Chapter Twenty-Eight
I heard the cries of the night surround me. Adam went to take the first steps out of the cabin, but I pushed ahead of him. We had a rough idea where the house was in the day—we just had to keep following the hill upwards, and there it sat. But the night was a different matter altogether. The bright glow of the torch lit the place up like a crime scene. Nearby objects reflected the light as leaves danced along the ground in the gentle breeze. I grabbed Adam’s arm, and we began to walk.
I thought about Emily out here, all on her own. Tied up somewhere near the house. I thought about what Donald had done to the dead girl. To his own daughter. Had he done it at night? I pictured him luring her out there to see the woods, before finishing her with a shovel.
I still couldn’t get the smiling face of Beth Swanson from the newspaper out of my head. I shivered—something still didn’t seem right there. I guess that’s someone else’s mystery to solve.
A fox scurried past, its beady little eyes winking back in the soft glow of the light. I felt Adam shudder, his arm jolting in the firm grip of my left hand. I felt strong, somehow. Like I was looking after him, the way I always should have done.
The wind picked up and the birds began to chirp, probably confused by our presence. 2:00 am now. The trees reached out at us as the woods began to thicken, the branches clawing out like monster’s arms. As the hill began to steepen, it became incredibly hard to stay on both feet. I slipped on a few loose twigs, grazing my dirty right hand, and pulled Adam down with me. He pulled me back to my feet, my sense of power diminished.
Trekking up that hill felt like forever, every little movement catching my eye. The blue torch only shone for a few metres, so anything could be out there in front of us. Plus, it would see us before we saw it.

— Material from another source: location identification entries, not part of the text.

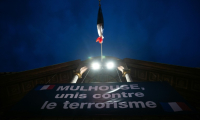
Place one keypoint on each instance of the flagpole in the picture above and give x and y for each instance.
(101, 52)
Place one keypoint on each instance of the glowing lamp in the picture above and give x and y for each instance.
(110, 65)
(96, 66)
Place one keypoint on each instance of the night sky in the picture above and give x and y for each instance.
(38, 33)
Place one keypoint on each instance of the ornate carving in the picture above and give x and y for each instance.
(142, 75)
(153, 76)
(27, 86)
(13, 89)
(182, 83)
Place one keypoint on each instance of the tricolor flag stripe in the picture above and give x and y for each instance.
(174, 106)
(45, 87)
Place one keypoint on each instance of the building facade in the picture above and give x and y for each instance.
(186, 81)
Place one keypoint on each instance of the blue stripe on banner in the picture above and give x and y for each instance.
(166, 107)
(39, 87)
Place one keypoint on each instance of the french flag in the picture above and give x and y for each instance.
(45, 87)
(175, 106)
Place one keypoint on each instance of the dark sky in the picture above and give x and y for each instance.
(38, 33)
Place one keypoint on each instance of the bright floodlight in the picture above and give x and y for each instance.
(110, 65)
(95, 66)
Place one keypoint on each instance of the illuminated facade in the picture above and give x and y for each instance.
(185, 80)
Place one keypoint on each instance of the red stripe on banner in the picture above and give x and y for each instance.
(50, 87)
(183, 106)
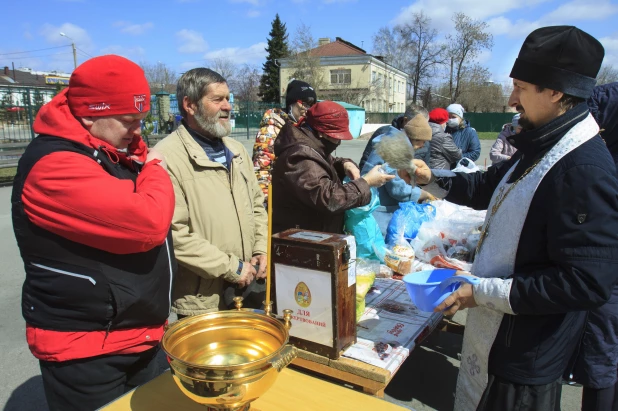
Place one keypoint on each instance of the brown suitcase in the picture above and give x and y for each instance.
(310, 276)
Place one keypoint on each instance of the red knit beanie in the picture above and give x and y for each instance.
(438, 116)
(108, 85)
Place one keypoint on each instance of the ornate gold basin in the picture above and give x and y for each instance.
(227, 359)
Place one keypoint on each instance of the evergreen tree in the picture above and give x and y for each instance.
(277, 49)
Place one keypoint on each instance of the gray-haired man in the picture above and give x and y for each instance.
(219, 224)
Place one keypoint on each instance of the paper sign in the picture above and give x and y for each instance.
(308, 293)
(317, 237)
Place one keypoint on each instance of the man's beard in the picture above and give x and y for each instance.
(211, 125)
(524, 122)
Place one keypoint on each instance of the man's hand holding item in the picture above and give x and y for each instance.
(247, 274)
(351, 170)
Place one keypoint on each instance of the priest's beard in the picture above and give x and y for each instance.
(211, 126)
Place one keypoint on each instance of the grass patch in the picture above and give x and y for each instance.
(7, 174)
(488, 135)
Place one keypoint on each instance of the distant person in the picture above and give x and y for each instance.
(596, 363)
(443, 152)
(502, 150)
(421, 153)
(465, 137)
(299, 97)
(396, 191)
(307, 180)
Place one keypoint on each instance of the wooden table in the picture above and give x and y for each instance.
(373, 379)
(292, 391)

Adam stopped and turned the torch around, swamping my view in complete darkness. I shuffled round to see what his problem was, as he shone the light all around the way we’d walked and to the side of us. He stepped backwards, slowly.
‘What’s up?’ I asked.
He paused for a moment, refusing to reply.
‘Oy, what’s u—’
‘Did you not hear it? I heard it in the woods.’
My eyes danced around the scene behind us. I saw things that hadn’t been there before. Things shaking in the distance. The arms of the trees moving in, ready to grab me. My hands stung as the sweat of my palms seeped into the cuts from my fall.

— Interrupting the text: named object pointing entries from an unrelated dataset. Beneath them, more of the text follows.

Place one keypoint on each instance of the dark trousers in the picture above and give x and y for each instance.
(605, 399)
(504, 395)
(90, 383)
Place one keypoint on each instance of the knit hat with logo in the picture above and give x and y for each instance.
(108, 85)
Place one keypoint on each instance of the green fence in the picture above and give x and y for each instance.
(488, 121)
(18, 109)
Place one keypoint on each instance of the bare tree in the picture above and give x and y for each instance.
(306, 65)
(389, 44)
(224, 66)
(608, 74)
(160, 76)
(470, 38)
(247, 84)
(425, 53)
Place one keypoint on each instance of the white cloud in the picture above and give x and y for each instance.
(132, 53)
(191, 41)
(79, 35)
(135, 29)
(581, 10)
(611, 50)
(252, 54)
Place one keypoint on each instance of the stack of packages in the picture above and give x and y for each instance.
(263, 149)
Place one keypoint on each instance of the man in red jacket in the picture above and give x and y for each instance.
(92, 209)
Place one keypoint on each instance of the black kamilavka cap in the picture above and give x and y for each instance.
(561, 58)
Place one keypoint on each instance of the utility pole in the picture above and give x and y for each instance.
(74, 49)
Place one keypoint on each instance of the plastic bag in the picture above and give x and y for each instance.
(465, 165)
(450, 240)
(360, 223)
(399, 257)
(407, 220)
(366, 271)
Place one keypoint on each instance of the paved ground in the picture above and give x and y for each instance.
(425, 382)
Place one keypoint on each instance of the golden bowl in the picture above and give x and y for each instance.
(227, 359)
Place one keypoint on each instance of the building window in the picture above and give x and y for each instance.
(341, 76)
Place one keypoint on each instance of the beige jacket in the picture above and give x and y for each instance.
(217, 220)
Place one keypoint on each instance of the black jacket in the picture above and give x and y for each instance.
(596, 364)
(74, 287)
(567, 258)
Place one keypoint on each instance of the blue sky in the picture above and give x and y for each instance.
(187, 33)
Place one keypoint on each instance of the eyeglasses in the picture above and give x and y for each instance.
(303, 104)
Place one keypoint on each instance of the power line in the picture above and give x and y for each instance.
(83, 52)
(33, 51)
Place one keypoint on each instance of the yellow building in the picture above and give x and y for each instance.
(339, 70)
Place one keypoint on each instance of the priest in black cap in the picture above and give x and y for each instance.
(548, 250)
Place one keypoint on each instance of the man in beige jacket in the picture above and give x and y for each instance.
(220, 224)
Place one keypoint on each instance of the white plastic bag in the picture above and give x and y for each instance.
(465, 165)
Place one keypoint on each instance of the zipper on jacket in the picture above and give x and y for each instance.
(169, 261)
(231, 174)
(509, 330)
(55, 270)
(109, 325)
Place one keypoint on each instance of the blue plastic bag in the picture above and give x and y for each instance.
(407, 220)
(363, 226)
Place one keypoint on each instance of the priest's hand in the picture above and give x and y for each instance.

‘Did you hear that, Adam?’
Adam didn’t reply again but pointed his torchlight at a spot in front of us—a tree stump that was hollow in the centre. His eyes were fixed on it and open wide.
‘Ad, did you hea—’
‘Look at that,’ he said, his eyes and torch still fixed on the spot.
‘Look at what?’
Adam raised his other arm, pointing towards the base of the tree. I followed the path of his arm with my eyes. At first, I didn’t see anything of great relevance, but as I stepped into the glow of the light, I saw what Adam had been so startled about.
A pair of white underpants. They had a little pink ribbon on the top of them and a pink design along the edges. I shuffled backwards. A coldness grew in my belly and worked its way up into my throat. I wanted the earth to swallow me up. Adam must have noticed me wobbling backwards, and grabbed my arm.
‘We can’t do anything about that now, cuz. We have to keep going on,’ he said.
I nodded. Neither of us had to say anything to know what the other was thinking. The size, the chirpy little teddy bear on the left hand side. If they were Emily’s, there was nothing we could do about that now. Nothing we could do about letting her down or failing her.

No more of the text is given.